About This Ribbit PWA Test

Thursday, August 17, 2023

Install the Web App

This test Ribbit PWA Test is available at ribbit-pwa-test.K0OZK.com.

If you're using a compatible browser, you should see an install icon in the browser address bar or a prompt at the bottom of your mobile screen. It's very likely we'll find problems with this test PWA. I did only minimal wrapping of Ahmet Inan's Example 3 JS code. (I just noticed that in Airplane Mode, hitting Refresh will break the installed app. I'm sure that I just need to configure the Service Worker correctly.)


I've published this basic Progressive Web Application using Example 3 from Ahmet Inan's 2019 Digital Signal Processing Library/Web Assembly work.

This basic app will allow us to test the PWA, DSP, WASM, and access to audio and GPS on various devices to see if pursuing a device-agnostic/single codebase PWA could be beneficial. I've tested the PWA on Windows and Android 11. It should work on all PWA and Web Assembly-compliant browsers. It should be "installable" on those devices as well.

Why PWA?

In addition to watching all available presentations on Ribbit, I read the emails archived in the ORI mailing lists. Josh Datko raised the issue of a PWA in the July discussion. I think a PWA will speed up development and adoption. It'll also allow us to deploy Windows/Mac/Linux support at the same time as mobile. There'd be no need for device-specific apps. No app store. The PWA should run–and be installable–on IOS, Android, Windows, Mac, Chrome, Linux, Arduino?—virtually anything with a browser that supports the necessary features.

In an Emergency Situation

No Internet. The App Store and Play Store are inaccessible. No one can use Ribbit if they've not already installed it.

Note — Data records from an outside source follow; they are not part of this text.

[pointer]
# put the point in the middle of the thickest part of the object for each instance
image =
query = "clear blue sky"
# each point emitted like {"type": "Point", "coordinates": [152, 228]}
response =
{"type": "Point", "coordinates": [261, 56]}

But a PWA could be distributed via an ad-hoc web server at the EOC or even one running on your smartphone.


No internet. I join your phone's hotspot. I scan the QR code on your phone. My browser loads the Ribbit PWA and asks if I want to install it. Of course! Then I turn on my hotspot and offer the PWA to the next ham. I think this could be done.

Development and Deployment

This test PWA is set up with CI/CD. The latest release is built and deployed to the production site within a couple minutes of code being pushed to the repository. By using Pull Requests, a preview website is automatically created. We can use the preview to test and approve the latest release. Then, with one click, we release the latest awesomeness.

Update the App on All Your Devices

No need to reinstall the app. My experience is that if you right-click/refresh or close/open the app, your device is instantly updated to the latest release. This is not simply "a cached webpage." This is a full-blown installed application on par with every other app. When properly configured, it should continue to run without Internet access indefinitely. And we can add message caching so they'll be uploaded once the Internet is accessible.

Under the Hood

Public Repository for this PWA.

This PWA is built using Nuxt3/VueJs3 with its Content module (see the simple blog pages), and Bulma CSS/SASS. It's currently hosted on my paid Netlify account. Netlify offers free accounts that should support the Ribbit development and full deployment.

How I Discovered Ribbit

Just this past weekend, I came across the Ribbit presentation in the RATPAC videos and have watched "every" Ribbit video and tried out the Android Rattlegram app. Awesome! Great work on the concept, algorithm, and app. Great presentations! I decided to try Ahmet Inan's DSP functions in a PWA to see if it's a viable concept. I've worked with Web Audio API, but never combined C++ and Javascript to get Web Assembly apps. This is my first real attempt at a PWA, so I'm sure there are a lot of things to be enhanced.


I'm a software engineer -- full-stack, back-end, and cloud. And I'm an Extra Class Amateur (without much actual radio experience other than 2m).